Why and How I Integrated Airbyte and Apache Hudi

Harsha Teja Kanna
SelectFrom
Published in
8 min readJan 19, 2022

New:

More related content at https://www.denote.dev/

Follow up: https://www.ekalavya.dev/how-i-integrated-airbyte-and-apache-hudi-again/

Follow up on this blog https://www.ekalavya.dev/why-and-how-i-implemented-airbyte-protocol-in-rust/

Towards the end of 2021, I was working on putting Apache Hudi into operation/production at work.As part of the effort, I ran it on various datasets in cloud storage to create transactional data-lake tables and set up incremental syncing of CDC changes.

While the end result of the effort was incredible, it did take a lot of time to understand various Apache Hudi features and how to configure them. I also faced some issues/bugs, which were fixed by the Hudi team in recent releases.

Eventually, I even made a small contribution to support S3EventsHoodieIncrSource in the 0.10.0 release. The Hudi offical Slack members were very helpful.
This article details my learnings from this experience.

Problem statement

As I was trying to make Hudi easy to operate for the team and getting the configuration correct, I had to go through this process of creating a table multiple times for many tables.

- Unload historical data from existing warehouse.
- Bootstrap Hudi table.
- Run catchup of the CDC events during the bootstrap runtime (many hours for huge tables).
- Finally, set up the incremental delta sync of the table.

Each of the above steps involves very detail-oriented and careful work as there are a variety of sources (databases) and destinations (storage), tables and environments.

Though, I developed a declarative configuration (GitOps style approach) to track all the Hudi and Spark configurations, it isnot sufficient.
Moreover, mapping the schema of the table all the way through the above steps is prone to errors. Schema mismatch errors in Apache Hudi logs need some digging to identify.I needed a tool that was built to discover, manage and map data-sources and schemas onto Hudi table configurations.

What was I thinking of doing?

The first course of action was to implement code that automates table creation steps and infrastructure provisioning customized to our environment and orchestrated by Airflow.

But, having a deeper understanding of Hudi table configurations and the setup process, I ideated a 'table-service' that simplifies the effort and creates a self-service data-lake platform. Further, I wanted to capture my knowledge in an easily consumable platform for external teams as well in the form of sane default configurations.

I have a go-to framework/platform that I prefer using for any stateful workflow logic steps and automation. It is Temporal. It is a solid piece of technology every developer should know and learn.

I have been using it since it's initial open-sourcing as Cadence Workflow. I also worked on its adoption at a large telecommunications provider in 2020. I led the building and implementation of the infrastructure and Kubernetes provisioning in the private cloud using Temporal. Learn more about its Use cases here.

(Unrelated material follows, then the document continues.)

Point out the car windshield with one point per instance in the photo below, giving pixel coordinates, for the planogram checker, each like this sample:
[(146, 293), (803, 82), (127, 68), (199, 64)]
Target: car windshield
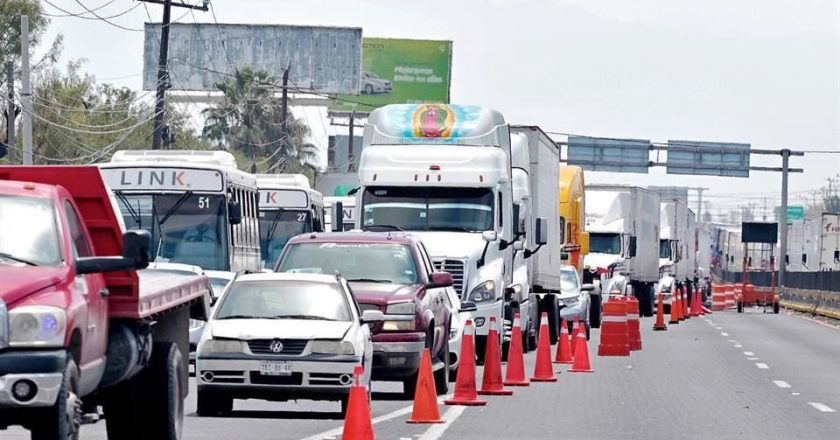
[(429, 209), (276, 228), (39, 245), (284, 299), (387, 263), (604, 243), (186, 228)]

I recommend Temporal to all development teams because it does away with the need for specialized knowledge about using a workflow system or its DSL.
We can author complex long-running stateful logic in our favorite programming language through it's programming model. The productivity it brings is palpable. You just need to develop independent microservices and Temporal handles the distributed state, queues, and resiliency management.Note, it is NOT for #Nocode oriented teams.

Coming back to Airbyte Hudi, after partially implementing the table-service as my side project, I stumbled upon the perfect platform for the problem I was solving.

It is based on Temporal and implemented in Java (in which I had earlier development experience).

It's Airbyte.

I instantly knew that it will be good (I am biased as it is built on top of Temporal).
So, I took a break from my love for Go and started diving into Airbyte's open-source codebase on GitHub.

Airbyte is a data integration platform. It surely lives up to what it claims: 'Data integration made simple, secure and extensible.'
Airbyte's user interface is pretty slick. We can create connections between different sources and destinations and sync them by its scheduler (backed by temporal).

Airbyte is an innovative ELT platform with a vibrant community.

What I ended up doing!

I started looking into Airbyte documentation, understanding how to extend it by connector SDKs.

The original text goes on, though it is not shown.